Ma l’obbiettivo più ambizioso della Riforma dovrebbe esser quello di favorire un profondo rinnovamento del sistema delle Relazioni Industriali. E’ un obbiettivo molto difficile da conseguire perché presuppone il rovesciamento della logica stessa della Concertazione che dal 1992 ad oggi ha regolato le relazioni fra le parti sociali. Nel ’92 e ’93 la Concertazione ha evitato al Paese la bancarotta e perciò essa ha un merito storico grandissimo. Ma il suo protrarsi nel tempo ha introdotto tali e tante rigidità da rendere praticamente impossibile qualsiasi innovazione. Sopratutto ha drasticamente ridotto lo spazio per la Contrattazione articolata a livello aziendale contribuendo in tal modo ad accrescere il divario fra il salario del singolo lavoratore e i contenuti concreti del suo lavoro, che sono la professionalità, la responsabilità, la fatica e la produttività. Se i salari dei lavoratori italiani sono fra i più bassi d’Europa, cosi come bassa è la loro produttività, lo si deve anche a questo.

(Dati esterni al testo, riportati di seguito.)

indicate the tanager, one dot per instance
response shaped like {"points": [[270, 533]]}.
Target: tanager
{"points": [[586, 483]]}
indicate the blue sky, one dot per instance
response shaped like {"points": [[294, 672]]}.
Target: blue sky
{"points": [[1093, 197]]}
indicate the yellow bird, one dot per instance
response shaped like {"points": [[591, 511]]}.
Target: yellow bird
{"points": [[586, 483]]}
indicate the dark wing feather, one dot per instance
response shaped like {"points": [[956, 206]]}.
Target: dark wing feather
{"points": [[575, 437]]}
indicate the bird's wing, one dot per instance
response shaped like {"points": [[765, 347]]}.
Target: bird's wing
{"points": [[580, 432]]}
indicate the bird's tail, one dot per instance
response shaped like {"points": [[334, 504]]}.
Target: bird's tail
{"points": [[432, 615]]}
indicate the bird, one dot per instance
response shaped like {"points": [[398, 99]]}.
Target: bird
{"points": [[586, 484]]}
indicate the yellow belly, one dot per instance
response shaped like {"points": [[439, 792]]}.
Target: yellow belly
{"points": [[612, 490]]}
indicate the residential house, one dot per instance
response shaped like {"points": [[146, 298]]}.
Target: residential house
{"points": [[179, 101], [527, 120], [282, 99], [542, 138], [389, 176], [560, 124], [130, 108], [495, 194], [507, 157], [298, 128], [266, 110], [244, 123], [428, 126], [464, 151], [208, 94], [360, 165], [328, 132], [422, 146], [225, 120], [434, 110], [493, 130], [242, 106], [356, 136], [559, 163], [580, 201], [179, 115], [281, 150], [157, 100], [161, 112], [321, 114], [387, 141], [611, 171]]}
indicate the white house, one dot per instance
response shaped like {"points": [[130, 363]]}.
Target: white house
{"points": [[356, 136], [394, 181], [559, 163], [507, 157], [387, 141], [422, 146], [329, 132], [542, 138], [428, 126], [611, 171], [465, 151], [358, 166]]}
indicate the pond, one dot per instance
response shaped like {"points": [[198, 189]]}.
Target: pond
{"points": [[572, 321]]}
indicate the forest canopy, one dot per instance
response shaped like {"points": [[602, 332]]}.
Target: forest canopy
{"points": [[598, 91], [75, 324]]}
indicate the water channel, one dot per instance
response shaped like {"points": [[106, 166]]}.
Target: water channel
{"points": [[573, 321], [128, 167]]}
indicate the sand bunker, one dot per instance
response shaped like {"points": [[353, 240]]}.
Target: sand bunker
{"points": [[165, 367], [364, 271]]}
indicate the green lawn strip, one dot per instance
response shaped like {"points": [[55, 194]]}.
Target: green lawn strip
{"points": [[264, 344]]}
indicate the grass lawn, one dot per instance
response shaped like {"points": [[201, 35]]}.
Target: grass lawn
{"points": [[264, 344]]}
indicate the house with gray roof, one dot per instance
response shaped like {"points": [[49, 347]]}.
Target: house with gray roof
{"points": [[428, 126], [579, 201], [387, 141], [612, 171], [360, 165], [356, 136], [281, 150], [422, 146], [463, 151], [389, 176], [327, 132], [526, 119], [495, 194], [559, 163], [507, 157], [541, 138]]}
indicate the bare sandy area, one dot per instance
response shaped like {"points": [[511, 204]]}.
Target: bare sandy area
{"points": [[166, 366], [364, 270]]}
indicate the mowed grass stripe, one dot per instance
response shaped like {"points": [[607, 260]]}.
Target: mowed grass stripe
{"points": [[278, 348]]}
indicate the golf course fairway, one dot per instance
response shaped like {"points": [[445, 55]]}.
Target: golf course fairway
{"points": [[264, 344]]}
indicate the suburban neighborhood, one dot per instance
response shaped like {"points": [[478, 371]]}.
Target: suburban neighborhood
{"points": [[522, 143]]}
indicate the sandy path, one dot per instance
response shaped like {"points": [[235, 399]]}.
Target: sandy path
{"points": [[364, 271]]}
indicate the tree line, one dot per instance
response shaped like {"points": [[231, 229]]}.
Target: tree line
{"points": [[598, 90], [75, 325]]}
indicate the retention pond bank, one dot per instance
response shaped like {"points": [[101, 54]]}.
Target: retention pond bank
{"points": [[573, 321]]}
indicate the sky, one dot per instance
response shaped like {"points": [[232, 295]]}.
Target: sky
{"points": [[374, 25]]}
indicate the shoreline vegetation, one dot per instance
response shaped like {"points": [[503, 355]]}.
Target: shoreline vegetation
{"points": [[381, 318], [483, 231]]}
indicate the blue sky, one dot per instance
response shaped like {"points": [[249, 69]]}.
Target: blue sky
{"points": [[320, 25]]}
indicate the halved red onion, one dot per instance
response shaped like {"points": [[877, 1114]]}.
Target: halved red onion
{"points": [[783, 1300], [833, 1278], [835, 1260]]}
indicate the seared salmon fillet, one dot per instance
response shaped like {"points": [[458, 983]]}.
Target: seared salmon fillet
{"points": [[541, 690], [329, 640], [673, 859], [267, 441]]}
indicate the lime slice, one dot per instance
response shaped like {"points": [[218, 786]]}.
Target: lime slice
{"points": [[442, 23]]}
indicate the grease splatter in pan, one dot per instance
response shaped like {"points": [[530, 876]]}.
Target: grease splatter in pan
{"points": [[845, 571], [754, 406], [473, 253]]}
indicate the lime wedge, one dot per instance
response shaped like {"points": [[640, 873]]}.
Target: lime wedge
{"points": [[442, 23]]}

Bisogna spezzare questo circolo vizioso e per farlo si deve privilegiare la Contrattazione articolata rispetto a quella Nazionale. Lungo questa via sarà possibile, per chi voglia porsi questo obbiettivo, arrivare anche in Italia a forme sempre più avanzate di co-gestione. Il modello Tedesco, che tanto spesso viene invocato a sproposito, presuppone in realtà una comune assunzione di responsabilità da parte degli operai e degli imprenditori rispetto al futuro dell’azienda. Cosa questa che in Italia non avviene o, se avviene, come nel caso Fiat di Pomigliano, provoca profonde lacerazioni fra i Sindacati. Eppure è questa la via che consentirebbe di ridurre sempre di più, anche in materia di licenziamenti individuali per motivi economici e disciplinari, l’area dell’arbitrio. Che consentirebbe di ancorare la difesa del posto di lavoro alla costante crescita della professionalità e della produttività del lavoratore piuttosto che all’intervento esterno della Magistratura e che consentirebbe, infine, di affidare al confronto permanente fra le parti la risoluzione dei problemi che via via si pongono nella vita di una impresa senza dovere scomodare giudici, commissioni ministeriali o quant’altro.

La Riforma Fornero va in questa direzione e per questo è molto importante che venga approvata rapidamente. Ma la strada da percorrere è ancora lunga. Bisogna avere il coraggio di innovare se non si vuole che si apra un solco fra i Sindacati, le Istituzioni e i giovani e forse, il presidente Monti pensava proprio a questo pericolo quando, intervenendo al meeting di Comunione e Liberazione a Rimini, osservava che mentre uno Sciopero Generale non avrebbe avuto a suo avviso alcuna giustificazione plausibile uno Sciopero Generazionale l’avrebbe invece avuta. E, sempre a proposito di innovazioni, vale la pena di ricordare il monito che Lord Melbourne rivolgeva ai conservatori inglesi che diffidavano delle innovazioni. “Chi resiste ai miglioramenti in quanto innovazioni, presto dovrà accettare innovazioni che non sono miglioramenti”. Non sarebbe male se su questo riflettessero quanti, sindacati o partiti, ostacolano oggi il cammino di questa riforma.